Look to your local arts community for creative ideas to drive inclusion, equity and positive outcomes.

For more information about the project, visit:

Bridget Patti and Rebecca Gillam
University of Kansas

Self-care for families and the MCH workforce was discussed as an important part of a holistic approach to addressing health. During the roundtables, several attendees commented on how the “ACES and Hope: Findings from Lemonade for Life” workshop session tied into the themes discussed, and how increasing hope can be a strategy for mitigating adverse childhood experiences (ACEs).

We caught up with Bridget Patti (who presented at the workshop) and Rebecca Gillam of the Center for Public Partnerships and Research, University of Kansas, to learn more about how Lemonade for Life operationalizes the theory of hope to address health equity.

Lemonade for Life is a program that was developed to help practitioners recognize and understand Adverse Childhood Experiences (ACEs) in families that they serve, and to provide them with tangible tools to build hope and resilience. The program is built on Hope Theory (Snyder, 1994). Hope Theory operationalizes what is often a misunderstood concept, but has proven to be an important factor for health and well-being. Lemonade for Life suggests that hope may actually be the antidote to trauma.

The theory includes two components: willpower and waypower. Willpower is the ability to generate intrinsic motivation to continue to pursue goals in the face of obstacles. Waypower is the ability to generate pathways to move through barriers that get in the way. It is the combination of these components that make up hopefulness.
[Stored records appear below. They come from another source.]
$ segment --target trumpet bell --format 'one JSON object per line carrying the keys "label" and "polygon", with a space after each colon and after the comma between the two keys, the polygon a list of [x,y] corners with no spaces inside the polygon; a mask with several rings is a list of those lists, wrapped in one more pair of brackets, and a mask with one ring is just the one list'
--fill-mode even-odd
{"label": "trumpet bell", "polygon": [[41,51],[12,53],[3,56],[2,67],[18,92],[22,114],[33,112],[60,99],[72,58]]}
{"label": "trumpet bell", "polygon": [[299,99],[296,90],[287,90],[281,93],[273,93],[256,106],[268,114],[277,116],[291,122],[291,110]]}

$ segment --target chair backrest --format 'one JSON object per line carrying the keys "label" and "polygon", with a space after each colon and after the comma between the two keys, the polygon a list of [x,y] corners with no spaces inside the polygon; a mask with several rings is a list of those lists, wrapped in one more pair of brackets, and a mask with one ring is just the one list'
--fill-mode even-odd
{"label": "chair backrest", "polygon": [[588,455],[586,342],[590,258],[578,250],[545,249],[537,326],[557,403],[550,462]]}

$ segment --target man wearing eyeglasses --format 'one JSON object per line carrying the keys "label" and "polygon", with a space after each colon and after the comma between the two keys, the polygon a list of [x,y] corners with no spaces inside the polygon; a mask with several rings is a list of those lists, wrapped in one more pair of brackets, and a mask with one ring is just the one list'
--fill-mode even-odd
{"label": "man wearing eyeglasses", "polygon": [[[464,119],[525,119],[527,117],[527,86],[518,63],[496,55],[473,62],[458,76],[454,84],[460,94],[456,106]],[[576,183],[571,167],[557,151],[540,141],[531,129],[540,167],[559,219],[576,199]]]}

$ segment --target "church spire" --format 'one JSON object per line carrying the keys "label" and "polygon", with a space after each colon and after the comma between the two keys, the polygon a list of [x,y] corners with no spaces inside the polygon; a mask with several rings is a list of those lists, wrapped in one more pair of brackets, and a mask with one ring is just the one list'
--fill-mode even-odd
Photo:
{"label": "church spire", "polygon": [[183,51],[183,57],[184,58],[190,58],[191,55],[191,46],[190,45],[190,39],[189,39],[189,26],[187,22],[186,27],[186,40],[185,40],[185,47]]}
Research has found that hope can be measurably changed in a 90-minute intervention (Feldman and Dreher, 2011). For helping professionals, this finding represents an opportunity to build hope and resilience in the families they work with.

The Lemonade for Life experience provides a process for practitioner participants to understand and practice these concepts. First, participants examine their own life experiences, including their ACEs and their hopefulness. Next, they explore the links between trauma and hope. Finally, they learn and practice tools to apply Hope Theory in their work. Results have found that participants are more confident about working with families, and that family engagement and retention in the program increase as a result. Lemonade for Life has been used across sectors in communities, including home visitors, family support professionals, medical providers, faith-based organizations, and community-based organization.

By understanding how hope affects us as practitioners we are better positioned to support families in a positive and productive way. Rather than taking a deficit approach, the Lemonade for Life toolkit provides a basis for strengths-based practice that helps families build willpower and waypower to  overcome obstacles and barriers that get in their way. With the knowledge and tools gained through the training, practitioners are equipped to integrate hope and resilience into their work with families by building plans that strengthen resilience, increasing education about brain development and toxic stress, and using the ACEs questionnaire to increase awareness about parenting patterns and behaviors.


  • Feldman, D.B. and Dreher, D. (2011). Can hope be changed in 90 minutes? Testing the efficacy of a single-session goal-pursuit intervention for college students. Journal of Happiness Studies, 13(4), 745-759.
  • Snyder, C. R. (1994). The psychology of hope: You can get there from here. New York: Free Press.